Streamlining Finance In Mobile Apps: Effortless IBAN Scanning with OCR in React Native

Using Native Solutions

Remzi Ogul Tum
ParamTech
5 min readMar 27, 2024

--

What is OCR?

Essentially, Optical Character Recognition (OCR) is a technology that recognizes text within an image and extracts it, enabling users to manipulate and interact with the text as if it were a standard digital document.

In our latest React Native app ‘Param’, we utilized OCR to streamline the process of scanning International Bank Account Numbers (IBANs). By implementing OCR, we eliminated the need for manual data entry, reducing the risk of errors and saving time. When a user scans an IBAN, the OCR technology recognizes the text and automatically pastes it into a designated TextInput field, ready for further processing or validation.

Technologies Used for OCR

In our project, we explored two primary technologies for OCR: Google MLKit Text Recognition and Swift’s Vision Text Recognition. Each of these technologies offers unique advantages:

Google MLKit Text Recognition: This is a versatile SDK that provides advanced machine learning capabilities for mobile developers. It’s designed to recognize text in various languages and formats with high accuracy, making it a popular choice for applications requiring reliable text recognition.

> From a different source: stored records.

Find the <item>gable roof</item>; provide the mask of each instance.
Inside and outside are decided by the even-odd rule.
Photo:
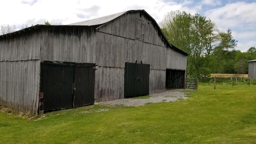
[[[181,49],[177,48],[175,46],[170,44],[167,38],[165,36],[164,34],[161,30],[161,28],[158,25],[156,20],[153,18],[146,11],[144,10],[128,10],[124,12],[122,12],[119,13],[118,13],[116,14],[114,14],[111,15],[110,15],[108,16],[103,16],[102,17],[100,17],[98,18],[96,18],[91,20],[87,20],[84,21],[76,22],[71,24],[69,24],[66,25],[41,25],[41,24],[38,24],[34,26],[32,26],[30,27],[28,27],[27,28],[24,28],[24,29],[20,30],[14,32],[13,32],[10,33],[9,34],[6,34],[3,35],[2,36],[0,36],[0,38],[4,38],[8,37],[10,36],[11,36],[14,35],[16,35],[18,34],[20,34],[23,33],[25,32],[33,30],[39,29],[42,27],[46,27],[46,26],[50,26],[50,27],[55,27],[55,26],[98,26],[96,29],[99,28],[101,27],[104,26],[105,24],[108,24],[108,23],[114,20],[118,17],[122,15],[125,14],[126,14],[132,12],[144,12],[147,16],[149,17],[151,20],[152,20],[153,24],[154,24],[156,26],[156,28],[158,29],[158,30],[159,32],[159,33],[163,36],[164,40],[166,41],[167,44],[171,48],[179,52],[182,54],[186,55],[188,56],[189,54],[185,52],[184,51],[181,50]]]
[[[104,24],[110,22],[118,17],[128,12],[131,11],[129,10],[118,13],[110,15],[108,16],[104,16],[100,18],[96,18],[91,20],[85,20],[84,21],[76,22],[71,24],[68,24],[68,25],[72,26],[92,26]]]
[[[156,21],[156,20],[153,18],[145,10],[128,10],[126,11],[122,12],[119,13],[118,13],[116,14],[114,14],[111,15],[110,15],[108,16],[103,16],[102,17],[100,17],[98,18],[96,18],[94,19],[93,19],[92,20],[85,20],[84,21],[76,22],[74,23],[72,23],[71,24],[68,24],[68,25],[71,26],[96,26],[96,25],[100,25],[96,29],[98,29],[105,24],[110,22],[111,21],[115,20],[118,17],[120,16],[123,15],[124,15],[127,13],[132,12],[142,12],[145,13],[148,17],[150,18],[153,21],[154,24],[155,24],[156,26],[156,28],[158,29],[158,30],[160,32],[160,34],[163,36],[164,38],[166,41],[167,44],[169,45],[170,47],[171,47],[172,49],[181,52],[181,53],[186,55],[188,55],[188,54],[185,52],[184,51],[181,50],[181,49],[177,48],[175,46],[171,44],[168,40],[167,38],[165,36],[164,34],[161,30],[161,28],[157,24],[157,23]]]

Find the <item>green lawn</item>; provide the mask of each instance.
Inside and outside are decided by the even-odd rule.
[[[256,85],[216,88],[200,83],[188,100],[94,105],[37,120],[0,112],[0,144],[256,143]]]

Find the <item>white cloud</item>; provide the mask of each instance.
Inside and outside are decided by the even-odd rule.
[[[206,5],[216,6],[221,4],[221,2],[219,0],[202,0],[202,3]]]
[[[210,10],[206,12],[207,17],[215,22],[222,30],[228,28],[246,26],[256,22],[256,3],[237,2]]]
[[[237,39],[255,39],[256,38],[256,31],[247,31],[240,32],[232,31],[232,36],[234,38],[236,38]]]
[[[237,43],[237,46],[235,48],[237,50],[240,50],[242,52],[246,52],[252,47],[256,47],[256,41],[251,40],[246,42]]]

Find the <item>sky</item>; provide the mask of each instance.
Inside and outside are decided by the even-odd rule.
[[[0,0],[0,25],[65,25],[128,10],[144,10],[159,24],[171,11],[210,18],[220,31],[231,30],[236,50],[256,47],[256,0]]]

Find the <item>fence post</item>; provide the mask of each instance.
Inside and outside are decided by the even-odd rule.
[[[214,90],[216,88],[216,76],[214,76]]]
[[[197,90],[198,88],[198,78],[196,78],[196,89]]]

Swift’s Vision Text Recognition: Part of Apple’s Vision framework, this technology is optimized for iOS devices. It leverages machine learning to detect and recognize text in images, offering seamless integration with other iOS features and a smooth user experience.

Comparison:

  • Accuracy: Google MLKit demonstrates a higher accuracy in text recognition across a diverse set of languages and fonts. Swift’s Vision Text Recognition, while also accurate, is optimized for performance on iOS devices, which can influence its precision in certain scenarios.
  • Performance: Swift’s Vision Text Recognition is highly optimized for iOS, offering fast processing times and efficient resource utilization. Google MLKit, being platform-agnostic, provides consistent performance across Android and iOS, and it has been extremely fast in our experiences.
  • Integration: For iOS applications, Swift’s Vision Text Recognition offers seamless integration with native development tools and frameworks, simplifying the implementation process by a great margin. Google MLKit, on the other hand, requires additional setup for integration but offers the flexibility to work across different platforms.
  • Language Support: Google MLKit stands out with its extensive language support, catering to a global audience. Swift’s Vision Text Recognition has a more limited language range, which may be a consideration depending on the application’s target user base.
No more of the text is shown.